A flexibilização das leis trabalhistas, exploração da forma de trabalho e diminuição dos investimentos na infraestrutura são resultados da superexploração das mineradoras. Elas destroem as comunidades indígenas e quilombolas causando a degradação e morte dos rios, como no caso do rompimento da Barragem de Fundão em Mariana, Minas Gerais.

Na perspectiva econômica os prejuízos para a sociedade brasileira não são menores, pois com a aprovação da Lei Kandir (Lei Complementar nº 83, de 1996) todo produto primário de exportação fica isento de tributação.

Esta lei representa um dos maiores prejuízos de arrecadação de estados e municípios. Minas Gerais, o maior estado minerado do Brasil, deixou de arrecadar R$ 135 bilhões, aproximadamente, com o impacto da Lei Kandir na exploração do minério. Este valor faz parte dos lucros das multinacionais que além de se apropriar dos bens naturais, acumulam lucros exorbitantes com isenções fiscais.

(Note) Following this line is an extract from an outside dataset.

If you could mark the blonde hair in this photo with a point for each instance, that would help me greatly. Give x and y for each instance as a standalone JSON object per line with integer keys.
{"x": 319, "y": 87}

Por fim, o impacto ao meio ambiente, além da destruição da fauna e flora, da morte dos rios, do envenenamento das águas e do alto consumo de água para beneficiamento e escoamento do minério através de minerodutos, representa um grande saldo negativo para o povo brasileiro. A Anglo American em Conceição do Mato Dentro (MG) consome 5.023.000 litros de água por hora para escoamento do minério.

Soma-se a isso a expulsão dos camponeses de suas terras, que se tornam inapropriadas para a sua sobrevivência. Após a “tragédia” de Mariana, por exemplo, os camponeses vivem assustados pelo medo do rompimento das barragens de rejeito.


Em defesa da soberania


É preciso envolver toda a população no debate sobre as consequências da superexploração mineral, realizada pelas multinacionais. As empresas apresentam a mineração como progresso, gerando uma grande contradição, vez que a própria população (explorada) vê a mineração como positiva, sem reconhecer os prejuízos que ela gera às comunidades e municípios. Cria-se a “minero-dependência”, quando os municípios minerados têm sua economia totalmente dependente da mineração, fazendo com que a própria população defenda a presença das empresas exploradoras em que pese todos os prejuízos causados.

Se, por um lado, faz-se necessário reconhecer que a extração mineral é necessária ao desenvolvimento de diversos produtos indispensáveis à população, por outro, é muito importante o debate sobre a soberania, no que se refere à extração do minério. O que se tem assistido é a entrega total das nossas riquezas minerais nas mãos de multinacionais que visam apenas o lucro. É necessário reafirmar a soberania popular como forma de organização da classe trabalhadora para defender seu maior patrimônio natural, sem com isso, explorar os trabalhadores e destruir o meio ambiente.